De la disciplina al espectáculo: la fusión de artes marciales y performance en mi trabajo

Desde que inicié mi camino en las artes marciales, entendí que el movimiento tenía un poder que iba más allá de la técnica. Cada golpe, cada giro, cada postura tenía un ritmo interno, una emoción, una historia que podía contarse sin palabras. Con el tiempo, dejé de ver el combate únicamente como una herramienta de defensa o como un entrenamiento, y empecé a verlo también como una forma de expresión.
Ahí fue donde comenzó mi puente entre la disciplina y el espectáculo.

La primera vez que participé en una demostración, descubrí algo que me marcó: el público no veía una secuencia de movimientos; veía intención. Y esa intención podía conmover, sorprender, inspirar. El Kenjutsu, con su sobriedad y precisión, parecía una coreografía silenciosa que viajaba directo a la memoria ancestral del espectador. El Muay Thai, en cambio, tenía una energía visceral, casi eléctrica. El Karate, una estructura limpia. El Kung Fu, una fluidez casi poética.
Cada disciplina tenía un espíritu propio. Y yo quería unirlos.

Comencé a trabajar mi cuerpo como si fuera un instrumento escénico. A pulir no solo la ejecución, sino la narrativa detrás de cada técnica. A crear secuencias que no solo demostraran habilidad, sino que transmitieran emociones reales: fuerza, calma, tensión, liberación, victoria, introspección.
El performance se volvió un aliado inesperado. Me enseñó que la presencia escénica también es una forma de combate interno: te exige atención plena, honestidad corporal y vulnerabilidad.

Cuando estoy sobre un escenario, siento que las artes marciales respiran distinto. Ya no es el sonido seco del impacto en un pad, sino el silencio expectante del público. Ya no es la repetición mecánica del entrenamiento, sino el instante irrepetible de la presentación. Ya no es solo técnica: es arte.
Y cuando el arte entra, todo se transforma.

Me gusta pensar que mis performances son un diálogo entre mis disciplinas y mis emociones. A veces me muevo como si el tiempo fuese lento, como en un kata meditativo. En otras ocasiones, dejo que la fuerza explosiva tome el mando y convierta el espacio en un campo de energía. Pero no importa qué esté haciendo: siempre llevo conmigo la disciplina que aprendí en el tatami. Esa disciplina es mi ancla, mi base, mi raíz.

Muchos creen que la técnica y el espectáculo son mundos opuestos. Yo he aprendido que pueden coexistir de manera hermosa. La técnica te da precisión; el espectáculo te da alma. La disciplina estructura; el performance libera.
Cuando se unen, aparece un lenguaje completamente nuevo.

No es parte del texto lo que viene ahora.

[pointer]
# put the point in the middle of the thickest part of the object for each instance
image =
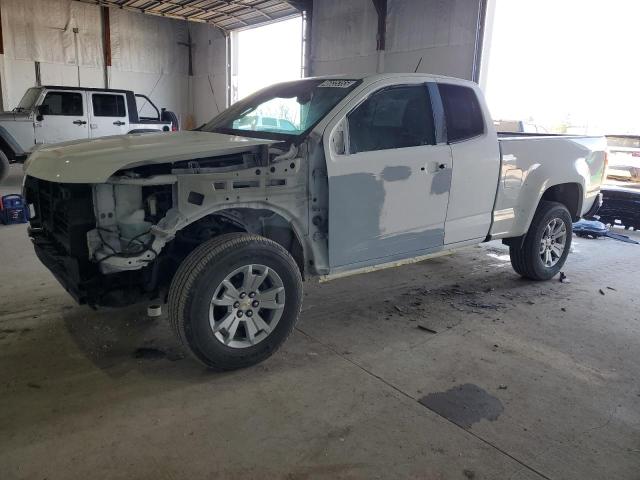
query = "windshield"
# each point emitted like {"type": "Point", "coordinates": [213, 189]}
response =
{"type": "Point", "coordinates": [29, 98]}
{"type": "Point", "coordinates": [283, 110]}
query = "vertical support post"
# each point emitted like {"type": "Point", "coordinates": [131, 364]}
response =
{"type": "Point", "coordinates": [228, 62]}
{"type": "Point", "coordinates": [76, 30]}
{"type": "Point", "coordinates": [477, 53]}
{"type": "Point", "coordinates": [38, 75]}
{"type": "Point", "coordinates": [106, 43]}
{"type": "Point", "coordinates": [3, 78]}
{"type": "Point", "coordinates": [307, 15]}
{"type": "Point", "coordinates": [381, 39]}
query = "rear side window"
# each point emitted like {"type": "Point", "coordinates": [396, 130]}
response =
{"type": "Point", "coordinates": [462, 112]}
{"type": "Point", "coordinates": [105, 105]}
{"type": "Point", "coordinates": [395, 117]}
{"type": "Point", "coordinates": [62, 103]}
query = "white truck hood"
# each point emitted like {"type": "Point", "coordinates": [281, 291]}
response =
{"type": "Point", "coordinates": [94, 161]}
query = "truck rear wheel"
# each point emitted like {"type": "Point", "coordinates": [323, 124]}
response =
{"type": "Point", "coordinates": [4, 166]}
{"type": "Point", "coordinates": [546, 244]}
{"type": "Point", "coordinates": [235, 299]}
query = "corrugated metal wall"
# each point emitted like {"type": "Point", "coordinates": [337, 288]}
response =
{"type": "Point", "coordinates": [441, 32]}
{"type": "Point", "coordinates": [146, 56]}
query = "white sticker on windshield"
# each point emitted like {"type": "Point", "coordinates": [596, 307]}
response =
{"type": "Point", "coordinates": [337, 83]}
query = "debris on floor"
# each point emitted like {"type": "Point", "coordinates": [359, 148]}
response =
{"type": "Point", "coordinates": [426, 329]}
{"type": "Point", "coordinates": [150, 353]}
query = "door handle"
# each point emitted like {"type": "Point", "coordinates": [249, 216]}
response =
{"type": "Point", "coordinates": [435, 167]}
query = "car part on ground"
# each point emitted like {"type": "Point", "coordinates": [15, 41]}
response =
{"type": "Point", "coordinates": [620, 206]}
{"type": "Point", "coordinates": [4, 166]}
{"type": "Point", "coordinates": [596, 229]}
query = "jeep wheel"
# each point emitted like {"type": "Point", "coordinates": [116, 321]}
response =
{"type": "Point", "coordinates": [546, 244]}
{"type": "Point", "coordinates": [235, 299]}
{"type": "Point", "coordinates": [4, 166]}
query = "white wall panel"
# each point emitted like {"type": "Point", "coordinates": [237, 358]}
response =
{"type": "Point", "coordinates": [146, 55]}
{"type": "Point", "coordinates": [18, 76]}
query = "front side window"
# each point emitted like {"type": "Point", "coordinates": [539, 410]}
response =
{"type": "Point", "coordinates": [284, 110]}
{"type": "Point", "coordinates": [105, 105]}
{"type": "Point", "coordinates": [62, 103]}
{"type": "Point", "coordinates": [395, 117]}
{"type": "Point", "coordinates": [462, 112]}
{"type": "Point", "coordinates": [28, 99]}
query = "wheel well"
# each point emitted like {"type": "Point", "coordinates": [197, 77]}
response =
{"type": "Point", "coordinates": [261, 222]}
{"type": "Point", "coordinates": [7, 150]}
{"type": "Point", "coordinates": [569, 194]}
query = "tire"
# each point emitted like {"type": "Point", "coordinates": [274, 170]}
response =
{"type": "Point", "coordinates": [526, 258]}
{"type": "Point", "coordinates": [4, 166]}
{"type": "Point", "coordinates": [239, 340]}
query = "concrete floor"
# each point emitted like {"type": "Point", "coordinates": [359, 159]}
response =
{"type": "Point", "coordinates": [522, 380]}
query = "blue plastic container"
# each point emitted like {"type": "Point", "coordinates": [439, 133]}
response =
{"type": "Point", "coordinates": [13, 210]}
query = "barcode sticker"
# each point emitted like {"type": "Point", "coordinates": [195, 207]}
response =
{"type": "Point", "coordinates": [337, 83]}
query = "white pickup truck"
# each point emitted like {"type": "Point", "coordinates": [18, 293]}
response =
{"type": "Point", "coordinates": [223, 223]}
{"type": "Point", "coordinates": [51, 114]}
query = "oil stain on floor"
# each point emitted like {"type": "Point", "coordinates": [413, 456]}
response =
{"type": "Point", "coordinates": [464, 405]}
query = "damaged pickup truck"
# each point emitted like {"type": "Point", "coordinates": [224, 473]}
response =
{"type": "Point", "coordinates": [223, 223]}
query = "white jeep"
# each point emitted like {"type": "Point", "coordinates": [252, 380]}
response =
{"type": "Point", "coordinates": [53, 114]}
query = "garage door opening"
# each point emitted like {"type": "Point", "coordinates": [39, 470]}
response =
{"type": "Point", "coordinates": [265, 55]}
{"type": "Point", "coordinates": [564, 67]}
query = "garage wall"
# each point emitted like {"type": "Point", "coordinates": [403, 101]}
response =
{"type": "Point", "coordinates": [146, 56]}
{"type": "Point", "coordinates": [442, 32]}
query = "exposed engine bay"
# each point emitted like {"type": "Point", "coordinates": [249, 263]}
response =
{"type": "Point", "coordinates": [110, 243]}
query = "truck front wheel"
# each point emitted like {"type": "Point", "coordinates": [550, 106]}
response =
{"type": "Point", "coordinates": [235, 299]}
{"type": "Point", "coordinates": [546, 244]}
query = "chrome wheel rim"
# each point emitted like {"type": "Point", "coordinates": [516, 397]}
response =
{"type": "Point", "coordinates": [247, 306]}
{"type": "Point", "coordinates": [553, 242]}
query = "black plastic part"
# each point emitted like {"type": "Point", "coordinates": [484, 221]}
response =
{"type": "Point", "coordinates": [195, 198]}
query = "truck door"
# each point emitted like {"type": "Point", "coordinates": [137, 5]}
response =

Hoy, parte de mi trabajo consiste en explorar esa fusión. En mostrarle al público que las artes marciales no son solo golpes y patadas, sino una filosofía que también puede volverse arte visual. Me emociona ver cómo personas que nunca han entrenado se conmueven al ver una demostración, cómo sienten la energía, cómo entienden la historia sin que yo diga una sola palabra.

En el fondo, creo que el escenario y el dojo buscan lo mismo: presencia total.
En uno aprendes a perfeccionar tu técnica; en el otro aprendes a entregarte al momento.
Y yo he encontrado mi camino justo en medio de esos dos mundos.

Porque, al final, mi trabajo es eso: una danza entre la disciplina y la expresión. Una mezcla de rigor y libertad. Una manera de convertir años de entrenamiento en un acto vivo, poderoso y único.
Un espectáculo que no solo se ve… también se siente.